Serum procalcitonin in cerebral ventriculitis.

The objective of this study was to test the hypothesis that serum procalcitonin is increased in patients with bacterial cerebral ventricular infections after the insertion of temporary external ventricular drains.
This open, prospective study included patients requiring temporary external ventricular drains for various neurologic conditions such as intracerebral hemorrhage with ventricular hemorrhage or space-occupying lesions in the posterior fossa (cerebellar infarctions or hemorrhages). Patients experiencing primary central nervous system infection or sepsis were excluded. Procalcitonin, C-reactive protein, and white blood cell count were measured daily. Cerebrospinal fluid was investigated every other day, including cerebrospinal fluid cell count, lactate, glucose, and cerebrospinal fluid culture. Results were categorized according to presence of bacterial cerebrospinal fluid infection as determined by positive cerebrospinal fluid cultures.
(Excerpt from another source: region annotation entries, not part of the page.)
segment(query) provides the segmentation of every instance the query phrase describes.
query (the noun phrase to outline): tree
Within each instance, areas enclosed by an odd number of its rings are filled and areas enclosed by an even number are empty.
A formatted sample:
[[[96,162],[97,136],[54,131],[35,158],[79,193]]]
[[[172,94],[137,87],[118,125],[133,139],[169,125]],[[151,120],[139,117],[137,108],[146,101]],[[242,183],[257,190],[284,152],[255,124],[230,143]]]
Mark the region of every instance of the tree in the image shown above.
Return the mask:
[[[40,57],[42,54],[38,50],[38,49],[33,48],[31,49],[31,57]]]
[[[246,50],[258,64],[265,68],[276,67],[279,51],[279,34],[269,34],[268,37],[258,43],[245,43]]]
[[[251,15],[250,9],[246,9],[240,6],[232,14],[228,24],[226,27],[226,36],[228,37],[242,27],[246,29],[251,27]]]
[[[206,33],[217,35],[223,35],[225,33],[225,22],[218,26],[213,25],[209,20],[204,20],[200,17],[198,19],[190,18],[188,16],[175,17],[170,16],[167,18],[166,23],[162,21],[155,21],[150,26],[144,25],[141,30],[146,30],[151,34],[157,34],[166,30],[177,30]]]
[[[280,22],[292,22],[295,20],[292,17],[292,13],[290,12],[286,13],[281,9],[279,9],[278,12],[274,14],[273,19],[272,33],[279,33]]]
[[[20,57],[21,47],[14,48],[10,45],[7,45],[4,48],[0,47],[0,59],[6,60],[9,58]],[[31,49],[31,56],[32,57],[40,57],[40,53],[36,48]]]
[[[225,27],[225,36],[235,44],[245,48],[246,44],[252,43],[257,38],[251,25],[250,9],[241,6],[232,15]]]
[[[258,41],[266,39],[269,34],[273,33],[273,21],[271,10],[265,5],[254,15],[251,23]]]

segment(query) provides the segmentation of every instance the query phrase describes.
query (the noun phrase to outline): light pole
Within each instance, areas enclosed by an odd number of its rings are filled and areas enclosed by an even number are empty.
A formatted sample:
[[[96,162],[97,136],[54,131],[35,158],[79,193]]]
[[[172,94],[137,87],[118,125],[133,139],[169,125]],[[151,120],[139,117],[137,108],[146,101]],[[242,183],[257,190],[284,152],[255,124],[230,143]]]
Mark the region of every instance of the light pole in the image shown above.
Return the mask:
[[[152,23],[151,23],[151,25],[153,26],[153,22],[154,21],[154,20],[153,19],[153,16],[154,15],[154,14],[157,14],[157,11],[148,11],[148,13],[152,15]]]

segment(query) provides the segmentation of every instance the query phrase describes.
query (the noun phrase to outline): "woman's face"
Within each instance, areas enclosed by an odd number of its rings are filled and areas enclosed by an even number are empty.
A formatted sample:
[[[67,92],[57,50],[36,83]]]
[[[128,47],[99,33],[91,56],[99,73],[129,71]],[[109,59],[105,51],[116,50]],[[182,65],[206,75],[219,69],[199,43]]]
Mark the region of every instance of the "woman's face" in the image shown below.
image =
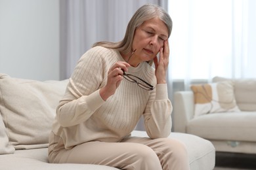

A total of 34 consecutive patients were included. Procalcitonin was significantly higher (4.7 vs. 0.2 ng/mL) in patients with proven bacterial ventriculitis. Cerebrospinal fluid cell count (456 vs. 478 cells/microL) could not distinguish bacterial infection from abacterial reactions, mainly because of blood contamination of the cerebrospinal fluid.
Cerebrospinal fluid of patients treated with temporary external ventricular drains is frequently characterized by blood contamination because of the insertion procedure, the underlying neurologic disorder such as ventricular hemorrhage, or the presence of an abacterial chemical ventriculitis. Thus, diagnosis of a bacterial ventricular infection requiring immediate antibiotic therapy is less certain. Serum procalcitonin adds to the diagnostic precision in bacterial ventriculitis.
AuthorsChristian Berger, Stefan Schwarz, Wolf R Schaebitz, Alfred Aschoff, Stefan Schwab
JournalCritical care medicine (Crit Care Med) Vol. 30 Issue 8 Pg. 1778-81 (Aug 2002) ISSN: 0090-3493 [Print] United States
PMID12163792 (Publication Type: Clinical Trial, Comparative Study, Controlled Clinical Trial, Journal Article)
Chemical References
  • Biomarkers
  • Protein Precursors
  • procalcitonin
  • Calcitonin
  • C-Reactive Protein
  • Aged
  • Biomarkers (blood)
  • C-Reactive Protein (analysis)
  • Calcitonin (blood)
  • Cerebral Ventricles (blood supply, microbiology)
  • Encephalitis (blood, cerebrospinal fluid, diagnosis)
  • Female
  • Humans
  • Male
  • Middle Aged
  • Predictive Value of Tests
  • Prospective Studies
  • Protein Precursors (blood)
  • Sensitivity and Specificity
  • Staphylococcal Infections (blood, diagnosis, microbiology)
  • Streptococcal Infections (blood, diagnosis, microbiology)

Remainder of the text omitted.